Leonard, "İşler ters giderse gözünüzü dört açın," dedi.
"Tamam," diye cevap verdi Gavin.
Leonard, "Otel bölgesinin yakınına çoktan adam yerleştirdim," dedi.
"Kaçış planı kullanıldıktan sonra hedefi yakalayacaklar."
Leonard, "Bu yüzden zamanlamaların karışmadığından emin olun yoksa daha sonra sorun yaratır," dedi.
"Peki ya sonrası?" Gavin sordu.
"Obje muhtemelen planların dışına çıkmamasını sağlayacaktır ama ya adımızı verirse?" Gavin sordu.
Tüm bu planlama içinde Leonard'ın adı hiçbir yerde geçmiyordu ve Gavin bunu biliyordu.

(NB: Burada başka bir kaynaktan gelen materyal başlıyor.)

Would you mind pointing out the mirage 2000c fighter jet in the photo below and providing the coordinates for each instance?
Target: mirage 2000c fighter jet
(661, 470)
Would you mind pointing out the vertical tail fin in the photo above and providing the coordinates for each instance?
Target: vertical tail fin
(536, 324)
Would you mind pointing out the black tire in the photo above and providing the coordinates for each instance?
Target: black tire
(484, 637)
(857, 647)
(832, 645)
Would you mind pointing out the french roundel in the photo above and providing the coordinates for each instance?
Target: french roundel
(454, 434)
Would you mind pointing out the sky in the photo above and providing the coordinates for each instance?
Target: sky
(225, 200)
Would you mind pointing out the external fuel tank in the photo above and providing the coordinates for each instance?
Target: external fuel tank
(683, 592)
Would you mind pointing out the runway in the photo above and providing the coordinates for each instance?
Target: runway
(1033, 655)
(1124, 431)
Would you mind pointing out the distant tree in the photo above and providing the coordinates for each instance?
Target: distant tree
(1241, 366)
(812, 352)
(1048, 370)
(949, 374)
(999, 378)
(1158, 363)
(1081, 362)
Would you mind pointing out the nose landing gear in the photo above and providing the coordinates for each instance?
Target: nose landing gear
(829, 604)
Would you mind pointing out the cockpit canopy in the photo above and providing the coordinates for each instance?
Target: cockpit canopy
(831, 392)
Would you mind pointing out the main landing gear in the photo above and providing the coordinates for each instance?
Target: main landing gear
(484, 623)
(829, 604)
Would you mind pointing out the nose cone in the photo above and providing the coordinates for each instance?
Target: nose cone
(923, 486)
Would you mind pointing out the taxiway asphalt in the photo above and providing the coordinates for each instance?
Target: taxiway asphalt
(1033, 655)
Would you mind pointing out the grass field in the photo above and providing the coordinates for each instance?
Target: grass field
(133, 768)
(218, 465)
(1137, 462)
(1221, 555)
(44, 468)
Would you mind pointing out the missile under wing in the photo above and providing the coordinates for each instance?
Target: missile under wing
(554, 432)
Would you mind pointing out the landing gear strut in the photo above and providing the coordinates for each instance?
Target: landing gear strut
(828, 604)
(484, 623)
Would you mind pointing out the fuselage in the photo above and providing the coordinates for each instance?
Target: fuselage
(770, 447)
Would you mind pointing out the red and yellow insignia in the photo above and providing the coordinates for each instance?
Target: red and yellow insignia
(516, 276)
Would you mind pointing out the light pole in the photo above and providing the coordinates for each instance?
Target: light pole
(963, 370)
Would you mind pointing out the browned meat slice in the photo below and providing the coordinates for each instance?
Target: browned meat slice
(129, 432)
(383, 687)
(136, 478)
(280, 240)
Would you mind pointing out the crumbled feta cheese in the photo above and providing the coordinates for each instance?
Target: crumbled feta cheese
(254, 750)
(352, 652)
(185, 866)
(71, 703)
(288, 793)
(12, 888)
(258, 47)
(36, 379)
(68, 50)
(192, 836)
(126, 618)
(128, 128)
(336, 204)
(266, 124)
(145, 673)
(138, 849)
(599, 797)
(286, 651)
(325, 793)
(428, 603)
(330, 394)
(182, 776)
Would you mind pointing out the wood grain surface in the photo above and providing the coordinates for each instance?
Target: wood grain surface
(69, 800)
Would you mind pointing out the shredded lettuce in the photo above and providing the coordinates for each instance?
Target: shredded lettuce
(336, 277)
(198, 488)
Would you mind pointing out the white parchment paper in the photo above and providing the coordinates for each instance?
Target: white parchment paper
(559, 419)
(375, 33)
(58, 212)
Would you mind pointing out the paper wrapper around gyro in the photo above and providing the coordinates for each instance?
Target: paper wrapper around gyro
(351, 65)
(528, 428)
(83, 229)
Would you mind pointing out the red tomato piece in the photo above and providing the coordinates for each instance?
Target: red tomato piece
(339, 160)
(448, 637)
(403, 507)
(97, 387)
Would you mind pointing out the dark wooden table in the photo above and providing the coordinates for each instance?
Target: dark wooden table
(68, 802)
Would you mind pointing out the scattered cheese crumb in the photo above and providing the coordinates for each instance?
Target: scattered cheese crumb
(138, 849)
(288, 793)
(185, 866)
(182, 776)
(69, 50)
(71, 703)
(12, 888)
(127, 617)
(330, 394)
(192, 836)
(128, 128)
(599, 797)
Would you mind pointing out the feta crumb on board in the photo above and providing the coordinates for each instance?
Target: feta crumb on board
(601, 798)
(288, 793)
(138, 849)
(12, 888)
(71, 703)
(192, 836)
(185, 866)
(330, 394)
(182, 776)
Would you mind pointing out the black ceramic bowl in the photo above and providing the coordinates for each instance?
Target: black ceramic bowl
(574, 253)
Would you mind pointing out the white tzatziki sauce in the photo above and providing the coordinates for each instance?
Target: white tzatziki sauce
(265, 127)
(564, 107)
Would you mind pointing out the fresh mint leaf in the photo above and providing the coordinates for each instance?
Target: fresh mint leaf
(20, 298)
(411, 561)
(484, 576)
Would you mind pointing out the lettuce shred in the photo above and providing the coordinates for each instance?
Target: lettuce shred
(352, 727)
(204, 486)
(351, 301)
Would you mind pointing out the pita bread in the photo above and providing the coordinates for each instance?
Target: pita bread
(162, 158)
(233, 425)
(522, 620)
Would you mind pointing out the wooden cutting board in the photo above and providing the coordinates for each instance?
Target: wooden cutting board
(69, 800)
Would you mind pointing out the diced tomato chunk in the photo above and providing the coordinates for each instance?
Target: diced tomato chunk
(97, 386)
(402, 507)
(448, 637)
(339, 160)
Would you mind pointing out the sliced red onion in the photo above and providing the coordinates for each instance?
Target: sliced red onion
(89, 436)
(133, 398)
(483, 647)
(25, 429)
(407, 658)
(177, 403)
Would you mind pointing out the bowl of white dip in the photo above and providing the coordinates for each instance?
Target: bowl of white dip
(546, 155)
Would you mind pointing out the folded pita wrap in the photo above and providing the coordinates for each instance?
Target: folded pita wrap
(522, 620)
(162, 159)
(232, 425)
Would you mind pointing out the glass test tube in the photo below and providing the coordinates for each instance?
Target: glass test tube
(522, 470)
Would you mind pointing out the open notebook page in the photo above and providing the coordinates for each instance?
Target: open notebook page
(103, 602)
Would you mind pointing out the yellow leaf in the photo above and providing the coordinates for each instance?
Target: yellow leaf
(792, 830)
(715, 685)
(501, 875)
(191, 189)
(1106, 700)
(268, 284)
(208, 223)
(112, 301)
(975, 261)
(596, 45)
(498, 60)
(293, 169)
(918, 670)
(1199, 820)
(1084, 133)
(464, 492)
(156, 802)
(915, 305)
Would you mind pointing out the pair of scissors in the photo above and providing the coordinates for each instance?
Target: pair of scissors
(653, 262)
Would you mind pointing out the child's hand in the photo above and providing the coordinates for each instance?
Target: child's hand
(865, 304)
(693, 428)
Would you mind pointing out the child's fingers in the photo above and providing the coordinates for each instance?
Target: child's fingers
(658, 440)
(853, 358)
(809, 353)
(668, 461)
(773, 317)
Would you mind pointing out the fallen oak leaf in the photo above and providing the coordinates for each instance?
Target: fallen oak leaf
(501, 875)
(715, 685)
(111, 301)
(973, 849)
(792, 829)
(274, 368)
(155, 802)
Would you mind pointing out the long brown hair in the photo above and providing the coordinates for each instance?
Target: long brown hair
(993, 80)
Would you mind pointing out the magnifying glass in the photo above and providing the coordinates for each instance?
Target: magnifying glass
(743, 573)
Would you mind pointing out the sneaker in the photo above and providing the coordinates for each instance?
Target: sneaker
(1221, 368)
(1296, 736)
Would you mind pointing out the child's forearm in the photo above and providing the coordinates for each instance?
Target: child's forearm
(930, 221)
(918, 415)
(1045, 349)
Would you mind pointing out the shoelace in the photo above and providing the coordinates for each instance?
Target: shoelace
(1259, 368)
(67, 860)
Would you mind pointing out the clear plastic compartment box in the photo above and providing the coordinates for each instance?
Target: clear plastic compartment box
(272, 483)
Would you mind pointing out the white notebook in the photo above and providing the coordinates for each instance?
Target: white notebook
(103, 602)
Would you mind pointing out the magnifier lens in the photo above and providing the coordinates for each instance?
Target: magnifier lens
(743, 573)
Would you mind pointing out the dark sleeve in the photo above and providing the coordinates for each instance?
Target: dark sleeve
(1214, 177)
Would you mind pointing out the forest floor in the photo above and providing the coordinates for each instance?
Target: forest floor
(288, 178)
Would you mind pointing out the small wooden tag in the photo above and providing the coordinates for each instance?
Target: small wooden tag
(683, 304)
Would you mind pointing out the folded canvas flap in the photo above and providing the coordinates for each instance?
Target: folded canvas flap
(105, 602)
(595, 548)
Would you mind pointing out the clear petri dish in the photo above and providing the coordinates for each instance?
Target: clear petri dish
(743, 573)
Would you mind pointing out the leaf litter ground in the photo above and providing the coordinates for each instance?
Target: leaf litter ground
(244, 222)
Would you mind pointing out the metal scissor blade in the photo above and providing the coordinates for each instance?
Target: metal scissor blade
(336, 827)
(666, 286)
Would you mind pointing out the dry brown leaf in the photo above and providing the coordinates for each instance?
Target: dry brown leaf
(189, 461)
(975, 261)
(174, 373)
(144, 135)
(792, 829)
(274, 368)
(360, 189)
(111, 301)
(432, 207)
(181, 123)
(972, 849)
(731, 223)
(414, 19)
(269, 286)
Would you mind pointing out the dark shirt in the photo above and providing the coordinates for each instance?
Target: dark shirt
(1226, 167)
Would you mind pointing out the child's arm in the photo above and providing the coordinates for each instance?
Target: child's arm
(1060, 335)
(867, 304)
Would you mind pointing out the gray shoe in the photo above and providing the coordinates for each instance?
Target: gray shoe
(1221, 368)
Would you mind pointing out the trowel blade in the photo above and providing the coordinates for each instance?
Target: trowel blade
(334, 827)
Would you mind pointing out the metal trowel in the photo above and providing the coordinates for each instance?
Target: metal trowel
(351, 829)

Tüm bunları bilmesine rağmen yine de Leonard'ın dediklerini yapmaya devam etti çünkü ailesinin ondan istediği buydu.
Leonard Tarvian için değerli bir varlık ve müttefik olmak ve bunun için Gavin Leonard'ın emrini reddetmedi ama yine de Leonard'ın aklında ne olduğunu bilmek istiyordu.
Leonard, "Merak etme, işe yaramadıktan sonra bir piyonu canlı tutmaya gerek yok," diye cevap verdi.
Gavin ses bariyerini kaldırıp yüzünde bir gülümseme belirirken etrafına bakınırken çağrı kesildi.
İlerledi ve bir süre sonra Alan'ın grubu planlarında olmayan belirli bir yerde duruyordu.
"Ama Alan bu biraz tehlikeli değil mi?"
"Hahaha, korkak olma, bak burası sadece daha düşük bir C Kademesi Zindanı," dedi Alan.
"Potansiyel olarak ne yanlış gidebilir ki?" Elindeki objeyi gösterirken söyledi.